I still struggle with this issue, and this past summer I celebrated thirty-eight years of being clean and sober. This is a common problem for all of us who are trying to live clean and sober. That’s why this topic is so popular in meetings.

So here’s our dilemma: The quality of our recovery is determined by how we respond to the problems or challenges in our lives. But because we don’t know how best to respond to these issues, we end up stuck and frustrated. This is at the core of our problem. Over and over again, we expect life to live up to our expectations or specifications. When it doesn’t, we try to force the square peg into the round hole. We demand the impossible from ourselves, others, and life itself. And then we get frustrated or angry when things don’t go our way. Sometimes we end up feeling depressed or anxious, as well. Many times, these reactions lead to a relapse or a dry drunk.

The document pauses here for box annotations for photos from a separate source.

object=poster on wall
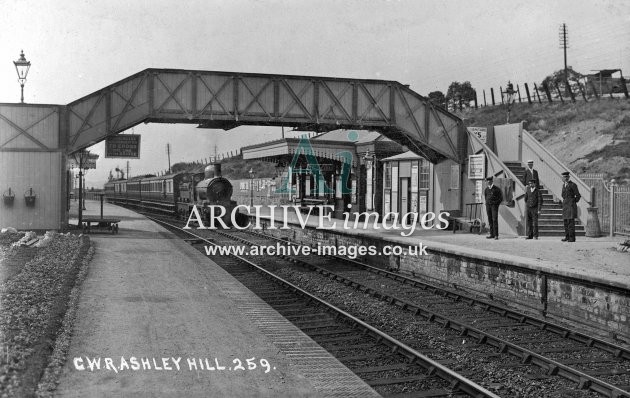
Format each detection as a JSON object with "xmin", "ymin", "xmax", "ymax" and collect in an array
[
  {"xmin": 468, "ymin": 155, "xmax": 486, "ymax": 180},
  {"xmin": 451, "ymin": 164, "xmax": 459, "ymax": 189},
  {"xmin": 411, "ymin": 162, "xmax": 418, "ymax": 192},
  {"xmin": 475, "ymin": 180, "xmax": 483, "ymax": 203},
  {"xmin": 411, "ymin": 192, "xmax": 418, "ymax": 213},
  {"xmin": 468, "ymin": 127, "xmax": 488, "ymax": 144},
  {"xmin": 418, "ymin": 196, "xmax": 427, "ymax": 214}
]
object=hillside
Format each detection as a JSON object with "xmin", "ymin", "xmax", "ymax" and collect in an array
[{"xmin": 457, "ymin": 98, "xmax": 630, "ymax": 184}]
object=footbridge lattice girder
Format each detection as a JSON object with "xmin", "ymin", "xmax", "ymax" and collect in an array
[{"xmin": 66, "ymin": 69, "xmax": 466, "ymax": 163}]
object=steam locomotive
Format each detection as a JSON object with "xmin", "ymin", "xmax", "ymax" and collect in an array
[{"xmin": 105, "ymin": 163, "xmax": 242, "ymax": 226}]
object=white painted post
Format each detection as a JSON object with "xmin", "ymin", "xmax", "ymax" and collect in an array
[{"xmin": 608, "ymin": 178, "xmax": 616, "ymax": 237}]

How do we overcome our emotional handicap—our immaturity—and develop real emotional sobriety? How do we learn how to respond, in a healthier way, to what life expects from us? How do we learn to respond with grace and humility when things don’t go our way? Well, that is exactly what this book is about. My goal is to help you become aware of what you are doing that is keeping you immature, and to help you grow up. I want you to become aware of what is interfering with your emotional growth and preventing you from achieving emotional sobriety.